The company announced it has reached an agreement to sell select refinery assets to Par Pacific Holdings Inc., which intends to utilize the acquired assets for continued refining operations to supply fuel to IES. This will allow IES to fulfill certain utility fuel supply contracts in Hawaii, the company stated.

In connection with the deal, IES has agreed to enter into a long-term agreement with Par to provide fuel storage and throughput services.

To supply its customers, IES plans to continue to source petroleum products from its existing network of local and global suppliers. It does not expect any disruption to Hawaii's supply of petroleum products as a result of the transaction.

IEs reported that it expects to reinvest net sale process in Hawaii to further expand its logistics infrastructure, which includes a network of tank farms, pipelines and other distribution assets. These planned investments are intended to ensure IES remains well-positioned as a long-term valued supplier of fuel products in Hawaii, the company said.

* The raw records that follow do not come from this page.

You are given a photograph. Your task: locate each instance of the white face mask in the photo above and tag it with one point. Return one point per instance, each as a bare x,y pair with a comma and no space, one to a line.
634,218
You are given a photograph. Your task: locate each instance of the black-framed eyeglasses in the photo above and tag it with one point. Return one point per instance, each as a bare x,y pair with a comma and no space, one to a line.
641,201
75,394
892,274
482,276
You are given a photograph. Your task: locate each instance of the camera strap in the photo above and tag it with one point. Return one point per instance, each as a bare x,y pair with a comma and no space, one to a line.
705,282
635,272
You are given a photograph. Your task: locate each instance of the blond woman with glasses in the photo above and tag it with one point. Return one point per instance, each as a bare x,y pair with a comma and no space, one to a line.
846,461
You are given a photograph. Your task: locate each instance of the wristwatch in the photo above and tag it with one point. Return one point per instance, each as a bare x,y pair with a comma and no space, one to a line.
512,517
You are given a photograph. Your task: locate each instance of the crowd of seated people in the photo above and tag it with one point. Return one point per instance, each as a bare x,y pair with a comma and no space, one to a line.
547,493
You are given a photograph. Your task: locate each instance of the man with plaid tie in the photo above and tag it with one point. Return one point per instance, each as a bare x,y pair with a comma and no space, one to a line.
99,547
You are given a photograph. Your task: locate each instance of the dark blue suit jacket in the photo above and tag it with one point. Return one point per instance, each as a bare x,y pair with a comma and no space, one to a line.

Additionally, IES plans to expand its retail operations by opening a new Texaco-branded gas station in Kapolei in early 2019, followed by other new locations throughout Hawaii.

"We recognize the impact this transaction will have on all of our employees and we are committed to supporting each of them during this transformation of the business," stated Jon Mauer, CEO of IES. "Our immediate and long-term focus is to continue to reliably service our customers, both through this transition and beyond.

"This shift in operations better positions IES as an integrated logistics provider, anchored by our large-scale Kapolei import terminal. We look forward to maintaining our role as a trusted local fuel supplier for the state as we respond to changing market conditions, industry regulations and Hawaii's long-term energy mandate."

Closing of the transaction is subject to customary closing conditions, including certain regulatory and compliance matters. IES expects the deal to close before the end of the fourth quarter of 2018.

IES and Par Pacific Holdings will continue to operate as independent competitors followed the sale.

Island Energy Services LLC is a Hawaii-based fuels marketing and logistics business providing petroleum products for the State of Hawaii. Its retail network includes 56 Texaco branded gas stations.